Projects

Contributing to the nf-core/proteinfold development – (NextFlow)

nf-core/proteinfold

I am part of a team at the Structural Biology Facility - UNSW that is contributing to the international nf-core/proteinfold NextFlow pipeline, started at the Centre for Genomic Regulation in Barcelona. Proteinfold allows automatic high-performance protein folding from a simple samplesheet listing the target FASTA files. Proteinfold supports switching modes between multiple contemporary AI protein structure prediction programs, and generates an HTML report that visualises the protein structures. Since it’s written in NextFlow, it ensures reproducibility and can be run on either on-premises computing hardware or via cloud computing providers.

My main current contribution to the pipeline is unifying the quality metrics from these AI models (structure confidence, interaction scores) into a common plaintext format that scientists can easily manipulate, rather than having to deserialise the various formats different programs have adopted and query particular keys. My aim is to amass these quality metrics into a summary MultiQC report that provides “at-a-glance” ranking and insight into structure prediction success of “bulk” protein folding (e.g. entire proteomes, oversampling replicates).

Folding entire proteomes with deep learning models – (AlphaFold)
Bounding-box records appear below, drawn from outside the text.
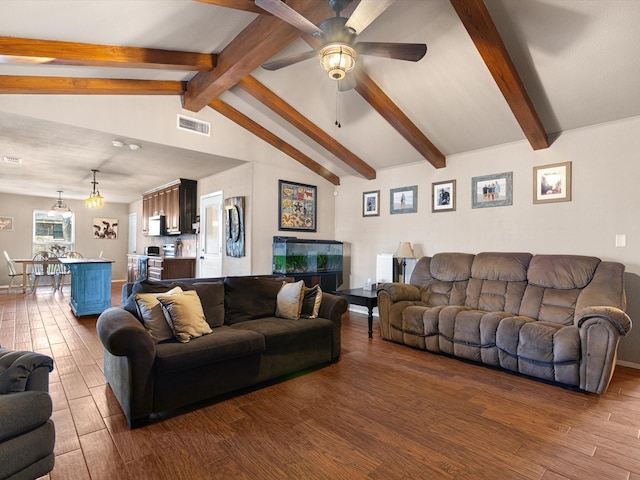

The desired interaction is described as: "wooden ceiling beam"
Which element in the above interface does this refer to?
[195,0,271,15]
[0,37,216,72]
[237,75,376,180]
[0,75,187,95]
[209,98,340,185]
[354,68,447,168]
[450,0,549,150]
[183,0,332,112]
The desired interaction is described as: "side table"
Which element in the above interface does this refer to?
[333,288,378,338]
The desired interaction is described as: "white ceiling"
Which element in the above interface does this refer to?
[0,0,640,202]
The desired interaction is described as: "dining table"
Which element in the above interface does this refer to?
[11,258,60,293]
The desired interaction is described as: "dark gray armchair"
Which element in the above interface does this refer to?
[0,347,55,480]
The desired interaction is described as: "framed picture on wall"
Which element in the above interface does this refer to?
[93,217,118,240]
[471,172,513,208]
[278,180,318,232]
[533,162,571,203]
[390,185,418,215]
[362,190,380,217]
[431,180,456,212]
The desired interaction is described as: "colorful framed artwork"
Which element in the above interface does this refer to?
[471,172,513,208]
[0,217,13,232]
[362,190,380,217]
[278,180,318,232]
[93,218,118,240]
[431,180,456,212]
[389,185,418,215]
[533,162,571,203]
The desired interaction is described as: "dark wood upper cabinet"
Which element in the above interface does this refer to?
[142,178,198,235]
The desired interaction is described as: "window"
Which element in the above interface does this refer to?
[32,210,75,257]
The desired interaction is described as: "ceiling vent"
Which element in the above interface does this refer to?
[2,155,22,165]
[178,114,211,137]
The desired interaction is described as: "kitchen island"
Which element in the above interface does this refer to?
[59,257,113,317]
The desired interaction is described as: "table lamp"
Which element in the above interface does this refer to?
[393,242,416,283]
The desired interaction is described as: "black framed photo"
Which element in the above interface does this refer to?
[278,180,318,232]
[362,190,380,217]
[471,172,513,208]
[431,180,456,212]
[390,185,418,215]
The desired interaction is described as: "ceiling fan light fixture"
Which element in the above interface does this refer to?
[318,43,358,80]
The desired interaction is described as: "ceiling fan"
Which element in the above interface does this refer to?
[255,0,427,90]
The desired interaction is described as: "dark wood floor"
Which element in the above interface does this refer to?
[0,284,640,480]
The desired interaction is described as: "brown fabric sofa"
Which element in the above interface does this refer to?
[378,252,631,394]
[96,277,348,428]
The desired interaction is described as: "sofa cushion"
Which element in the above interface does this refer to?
[300,285,322,318]
[231,317,333,351]
[276,280,304,320]
[430,253,474,282]
[158,291,212,343]
[471,252,533,282]
[155,326,265,375]
[527,255,600,290]
[133,287,182,343]
[193,282,224,328]
[122,280,193,320]
[224,277,283,325]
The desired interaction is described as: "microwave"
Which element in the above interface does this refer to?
[147,215,167,237]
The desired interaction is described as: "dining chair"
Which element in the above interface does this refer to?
[4,250,31,293]
[31,251,61,292]
[58,252,84,289]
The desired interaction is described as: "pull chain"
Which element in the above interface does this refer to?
[336,86,342,128]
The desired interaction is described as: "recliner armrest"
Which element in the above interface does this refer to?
[573,306,631,336]
[0,390,53,442]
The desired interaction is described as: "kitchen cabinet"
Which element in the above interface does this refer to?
[142,178,198,235]
[147,257,196,280]
[127,254,147,282]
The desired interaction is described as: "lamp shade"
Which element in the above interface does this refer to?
[393,242,416,258]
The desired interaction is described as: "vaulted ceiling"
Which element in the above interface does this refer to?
[0,0,640,201]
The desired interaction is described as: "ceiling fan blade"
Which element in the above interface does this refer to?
[346,0,395,34]
[255,0,323,38]
[355,42,427,62]
[262,50,316,70]
[338,73,357,92]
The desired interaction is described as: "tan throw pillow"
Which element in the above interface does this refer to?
[135,287,182,343]
[300,285,322,318]
[276,280,304,320]
[158,290,213,343]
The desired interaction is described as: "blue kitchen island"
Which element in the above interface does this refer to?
[59,257,113,317]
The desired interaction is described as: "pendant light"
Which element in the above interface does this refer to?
[49,190,73,218]
[84,170,104,208]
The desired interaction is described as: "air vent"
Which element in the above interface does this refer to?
[2,155,22,165]
[178,114,211,137]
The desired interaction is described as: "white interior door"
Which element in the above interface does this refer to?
[198,192,224,278]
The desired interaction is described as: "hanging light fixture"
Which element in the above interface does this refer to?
[84,170,104,208]
[49,190,73,217]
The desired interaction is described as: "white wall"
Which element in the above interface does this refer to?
[336,117,640,364]
[198,160,335,275]
[0,193,129,285]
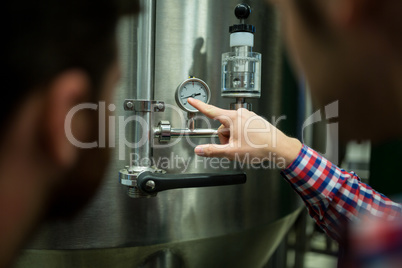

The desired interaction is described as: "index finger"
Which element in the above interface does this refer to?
[187,98,236,120]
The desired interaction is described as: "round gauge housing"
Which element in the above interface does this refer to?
[175,78,211,113]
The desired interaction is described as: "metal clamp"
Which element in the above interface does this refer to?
[124,99,165,112]
[119,166,166,198]
[153,121,218,143]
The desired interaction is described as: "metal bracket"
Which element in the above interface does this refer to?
[124,99,165,112]
[119,166,166,198]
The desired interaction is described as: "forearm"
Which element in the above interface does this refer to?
[281,146,401,241]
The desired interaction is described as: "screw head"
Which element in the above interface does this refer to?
[126,101,134,109]
[145,180,156,191]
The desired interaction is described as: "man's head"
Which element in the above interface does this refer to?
[271,0,402,140]
[0,0,139,222]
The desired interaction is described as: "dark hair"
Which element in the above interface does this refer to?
[294,0,326,34]
[0,0,138,130]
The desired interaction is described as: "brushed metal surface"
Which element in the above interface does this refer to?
[22,0,300,267]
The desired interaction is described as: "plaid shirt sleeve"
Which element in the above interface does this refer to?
[281,145,402,242]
I use high-performance computing systems to predict the folded structure of proteins from their amino acid sequence. By selecting efficient methods with acceptable accuracy for their application, I am able to “fold” the entire closed genome of organisms on modest high-performance compute servers. I then generate structured summaries and high quality rendered images, handing this molecular inventory back to biomolecular specialists who are able to identify key proteins in biochemical pathways.
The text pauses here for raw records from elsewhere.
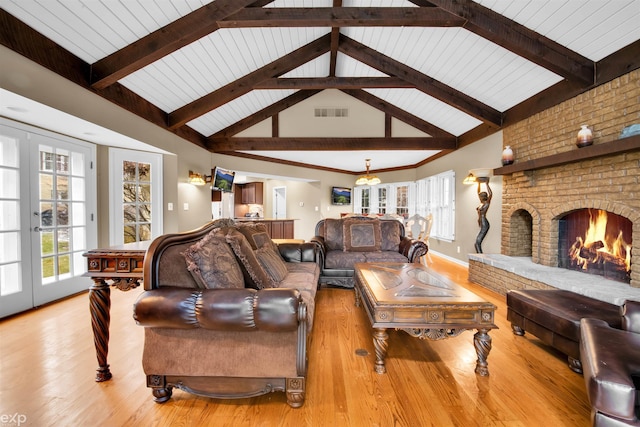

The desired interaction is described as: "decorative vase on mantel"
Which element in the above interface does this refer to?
[502,145,513,166]
[576,125,593,148]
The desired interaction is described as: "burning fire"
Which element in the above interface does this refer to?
[569,210,631,273]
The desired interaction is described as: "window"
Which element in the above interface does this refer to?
[377,187,387,214]
[109,148,162,246]
[122,161,151,243]
[416,171,456,241]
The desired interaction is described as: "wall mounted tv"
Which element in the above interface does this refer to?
[211,166,236,192]
[331,187,351,205]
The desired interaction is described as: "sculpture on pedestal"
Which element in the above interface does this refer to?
[475,177,493,254]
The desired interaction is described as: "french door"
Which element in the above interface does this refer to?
[0,120,97,317]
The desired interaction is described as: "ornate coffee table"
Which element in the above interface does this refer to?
[355,262,497,376]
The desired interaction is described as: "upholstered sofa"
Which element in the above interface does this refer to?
[580,301,640,427]
[134,220,320,407]
[311,216,428,288]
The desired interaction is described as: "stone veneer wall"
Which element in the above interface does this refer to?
[500,70,640,287]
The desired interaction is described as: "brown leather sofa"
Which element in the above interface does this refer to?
[580,301,640,427]
[134,220,320,407]
[311,216,429,288]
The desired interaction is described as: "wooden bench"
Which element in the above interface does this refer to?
[507,289,621,374]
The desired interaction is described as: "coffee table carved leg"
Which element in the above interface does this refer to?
[89,279,111,382]
[473,329,491,377]
[373,328,389,374]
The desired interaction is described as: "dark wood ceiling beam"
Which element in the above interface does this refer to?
[430,0,595,84]
[339,34,502,125]
[167,34,330,129]
[208,137,457,152]
[594,40,640,87]
[210,90,321,138]
[253,77,415,89]
[218,7,466,28]
[90,0,253,89]
[342,89,454,138]
[329,27,340,77]
[0,9,207,147]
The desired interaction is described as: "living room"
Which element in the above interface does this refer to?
[0,1,640,425]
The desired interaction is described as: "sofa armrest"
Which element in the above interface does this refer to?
[580,318,640,421]
[133,287,306,332]
[310,236,329,266]
[278,242,318,262]
[621,300,640,334]
[399,236,429,262]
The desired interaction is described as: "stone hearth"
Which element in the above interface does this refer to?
[469,254,640,305]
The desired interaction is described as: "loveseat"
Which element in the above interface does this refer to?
[134,220,320,407]
[311,216,428,288]
[580,300,640,427]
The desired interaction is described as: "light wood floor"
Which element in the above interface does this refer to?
[0,255,590,427]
Refactoring code for mass spectrometry reports – (R, GitHub)

I did some restructuring and refactoring of a codebase for a suite of mass spectrometry analysis reports, which had built up over time without consistent version control so had become divergent. Working alongside a talented Master’s student & R developer I migrated the set of core functions and code versions to an Enterprise GitHub repository and began identifying points of commonality between versions of plotting and statistical functions. This code rewrite significantly reduced the lines of code to maintain, made function naming and operation clearer, allowed easy addition and modification to analysis workflows, and enabled easy install from RStudio with install_github().

Structure-Activity Relationships for Carbonyl Photolysis – (PhD)
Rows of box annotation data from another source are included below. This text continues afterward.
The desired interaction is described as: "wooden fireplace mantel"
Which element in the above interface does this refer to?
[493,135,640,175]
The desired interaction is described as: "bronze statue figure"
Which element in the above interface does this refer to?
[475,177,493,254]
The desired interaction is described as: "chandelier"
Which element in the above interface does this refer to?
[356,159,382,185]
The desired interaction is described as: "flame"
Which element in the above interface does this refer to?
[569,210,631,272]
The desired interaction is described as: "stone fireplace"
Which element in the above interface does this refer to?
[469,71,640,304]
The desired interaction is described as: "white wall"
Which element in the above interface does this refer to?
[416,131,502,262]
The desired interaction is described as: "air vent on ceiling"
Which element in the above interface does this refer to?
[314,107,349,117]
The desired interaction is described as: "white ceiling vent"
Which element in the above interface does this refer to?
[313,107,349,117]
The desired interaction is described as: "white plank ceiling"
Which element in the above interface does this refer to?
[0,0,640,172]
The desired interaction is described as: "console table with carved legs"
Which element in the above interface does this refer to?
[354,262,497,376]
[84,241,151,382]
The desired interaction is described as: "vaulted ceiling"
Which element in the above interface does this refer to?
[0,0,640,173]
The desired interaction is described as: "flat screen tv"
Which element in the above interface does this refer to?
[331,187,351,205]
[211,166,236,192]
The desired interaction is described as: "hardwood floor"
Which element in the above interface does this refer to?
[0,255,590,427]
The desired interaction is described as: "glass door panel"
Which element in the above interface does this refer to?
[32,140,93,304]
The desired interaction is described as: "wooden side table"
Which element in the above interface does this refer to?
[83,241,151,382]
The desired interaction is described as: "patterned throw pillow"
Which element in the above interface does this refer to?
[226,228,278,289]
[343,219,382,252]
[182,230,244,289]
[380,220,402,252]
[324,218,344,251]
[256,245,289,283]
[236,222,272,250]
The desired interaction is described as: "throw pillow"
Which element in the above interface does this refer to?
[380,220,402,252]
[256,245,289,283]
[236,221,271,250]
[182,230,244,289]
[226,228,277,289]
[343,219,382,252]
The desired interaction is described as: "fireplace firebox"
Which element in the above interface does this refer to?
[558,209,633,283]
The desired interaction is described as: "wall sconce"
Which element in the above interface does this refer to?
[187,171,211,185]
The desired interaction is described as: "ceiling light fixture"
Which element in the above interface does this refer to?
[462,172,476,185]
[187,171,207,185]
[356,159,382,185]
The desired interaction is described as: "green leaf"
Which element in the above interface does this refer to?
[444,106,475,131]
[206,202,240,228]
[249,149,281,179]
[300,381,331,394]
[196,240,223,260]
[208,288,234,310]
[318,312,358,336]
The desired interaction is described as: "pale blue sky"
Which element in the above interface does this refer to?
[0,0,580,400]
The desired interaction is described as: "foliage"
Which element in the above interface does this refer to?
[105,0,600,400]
Structure-activity relationships for carbonyls

The photochemistry of diverse small carbonyls could be used to predict the behaviour of atmospherically important molecules.

My PhD thesis was on the development of a set of rules that define the relationships between the molecular structure of a carbonyl and how it reacts following UV light absorption. Carbonyls are central to the atmosphere, they are one of the few atmospheric molecules that absorb UV, the radicals they create from UV photolysis drive chemical cycles, and the C=O functional group is formed abundantly when carbon-containing molecules oxidise in the atmosphere. Atmospheric chemistry models manage the simulation of thousands of atmospheric molecules by using structure-activity relationships (SARs), but no SARs had been developed for carbonyl photolysis. Instead, cruder “surrogate” approximations are employed based upon experimental data for roughly a dozen molecules.

My PhD thesis developed SARs from comprehensive reaction threshold calculations on 38 representative carbonyls, across all relevant electronic states. My thesis is an attempt to derive more general carbonyl photolysis SARs to cover a wider range of molecules and reaction types. The dominant Norrish Type I photolysis reaction is covered in a paper in JPCA, and energetically accessible photo-initiated ground state reactions are covered in a paper in ACP. Preprints on the topics of other reactions and protocols are available on ChemRxiv

Revising Neighbour-Exclusion in DNA Intercalators – (Honours)

Neighbour exclusion

My simulations revise previous literature by indicating diacridines can insert into DNA without violating neighbour-exclusion.

I studied the insertion of diacridines (linked, flat aromatic molecules) into DNA for my Honours work, for which I received the top mark and Angyal Prize (Best performance in Honours Chemistry). I used molecular dynamics to study the structural feasibility of various binding modes, analysing the insertion into over hundred different structures, where the A,T,C,G sequence at the binding site, the diacridine linker chain length, and bound DNA groove were varied. These dynamics trajectories showed that insertion of both acridine ends was viable and in agreement with empirical measurements. I also performed fragment-based quantum chemical and free energy calculations to attempt to determine the basis of the neighbour-exclusion principle, i.e. insertion cannot occur at adjacent base-pairs, whose physical origins are still unclear. This work is detailed in a paper in Biopolymers.